Presiden Gagal Mewujudkan Budaya Transparansi sebagaimana UU No 14 Tahun 2008 di Indonesia sebuah ungkapan kekecewaan PKN pada Peringatan hari Keterbukaan Informasi Nasional
Bekasi 30 04 2026 -- Dalam rangka hari keterbukaan informasi ,kami pemantau keuangan negara PKN ingin membuat statmen keras kepada pemerintah dengan fakta fakta dalam tulisan ini demikian disampaikan Patar sihotang SH MH pada saat konfrensi pers dalam rangka hari keterbukaan informasi dini hari 30042026 di kantor PKN pusat Jl Caman raya no 7 jatibening bekasi
Patar sihotang Menjelaskan bahwa Hari ini 30 April 2026 di peringati sebagai hari keterbukaan informasi nasional , Peringatan ini diambil dari di sahkan nya UU No 14 Tahun 2008 Tentang Keterbukaan Informasi pada Tanggal 30 April 2008 oleh DPR RI , yang tujuan secara filosopi nya menjamin Rakyat untuk mendapatkan hak hak konsitusi sesuai pasal 28 F UUD 1945
Bahwa Pembuatan UU No 14 Tahun 2008 ini berawal dari situasi kondisi sosial politik pada masa orde lama dan orde baru yang sangat tertutup tentang program dan kebijakan kebijakan yang di ambil rezim pada saat itu , sehingga oleh pejuang reformasi di lakukan amandemen UUD 1945 salahsatu nya adalah pasal 28 F yang menyatakan menjamin hak setiap orang untuk berkomunikasi dan memperoleh informasi demi pengembangan pribadi dan lingkungan sosialnya.

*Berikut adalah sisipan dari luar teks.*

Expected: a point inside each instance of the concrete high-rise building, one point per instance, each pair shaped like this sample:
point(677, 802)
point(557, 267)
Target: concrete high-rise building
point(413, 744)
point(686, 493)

Pasal ini menegaskan hak mencari, memperoleh, memiliki, menyimpan, mengolah, dan menyampaikan informasi menggunakan segala jenis saluran yang tersedia., untuk melaksanakan reformasi dan amandemen pasal 28 f ini maka di buatlah UU no 14 Tahun 2008 yang tujuannya sesuai pasal pasal 4 yang menyatakan a.menjamin hak warga negara untuk mengetahui rencana pembuatan kebijakan publik, program kebijakan publik, dan proses pengambilan keputusan publik, serta alasan pengambilan suatu keputusan publik; b. mendorong partisipasi masyarakat dalam proses pengambilan kebijakan publik; c. meningkatkan peran aktif masyarakat dalam pengambilan kebijakan publik dan pengelolaan Badan Publik yang baik; d. mewujudkan penyelenggaraan negara yang baik, yaitu yang transparan, efektif dan efisien, akuntabel serta dapat dipertanggungjawabkan;
Patar sihotang Menjelaskan Bahwa UU No 14 tahun 2008 sampai sekarang 30 April 2026 sudah 18 Tahun . apakah sudah tercapai seperti tujuannya sesuai pasal 4 diatas , Jawabannya adalah Belum .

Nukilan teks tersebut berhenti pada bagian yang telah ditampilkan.